The Vision Foundation has appointed Lin Richardson as its new Director of Grants and Impact, with responsibility for overseeing all grant-making and wider impact work – including capacity building, strategic partnerships and advocacy. Lin joins the Vision Foundation after 18 years at the Wolfson Foundation, most recently as Deputy Chief Executive & Head of Grants.
Lin will be taking on a new role at the charity, leading the grants and impact team overseeing all of the charity’s grant-making programmes.

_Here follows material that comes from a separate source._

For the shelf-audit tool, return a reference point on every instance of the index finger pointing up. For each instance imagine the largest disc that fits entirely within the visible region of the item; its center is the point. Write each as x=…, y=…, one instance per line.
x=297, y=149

The role also encompasses developing a suite of non-funding offerings, ensuring the Vision Foundation becomes an exemplar “Funder Plus” Foundation – offering capacity building, shared learning, convening, and a shared platform for the voices of other sight loss charities, grantees and their beneficiaries.
Speaking of her appointment, Lin Richardson said:
“I feel privileged and humbled to take on a role with such a clear and important purpose. I look forward to working with the entire Vision Foundation team to oversee an exemplary grants programme and make a difference to the lives of blind and partially sighted children and adults across London. I am excited to be joining such a dynamic and forward-looking charity.”
Olivia Curno, Chief Executive of the Vision Foundation said:
“I am delighted to welcome Lin as our new Director of Grants and Impact. She brings wide-ranging experience as a grantmaker, together with the drive and determination to make a difference to blind and partially sighted people in our capital. This is a crucial new leadership role for the charity, responsible for partnerships with fellow funders and influencers and other voluntary, community and public sector bodies.”
Lin has worked within the grant-making sector for nearly two decades and is well versed in the breadth of the discipline including grants assessment, programme and strategy development, and relationship management. She has extensive experience working alongside grantees, advisory panels and partner organisations, ranging from government departments to other funders and national charities.
Lin’s determination to join the sight loss sector was influenced by her role as a puppy walker and boarder for Guide Dogs. She and her family look after puppies during the first year of their lives and support their early training and socialisation. She has also trained as a sighted guide. Elsewhere Lin acts as a mentor to young people through the Promentor Programme at the University of Oxford and to professionals working in the grant-making sector through the Grant Funders Network.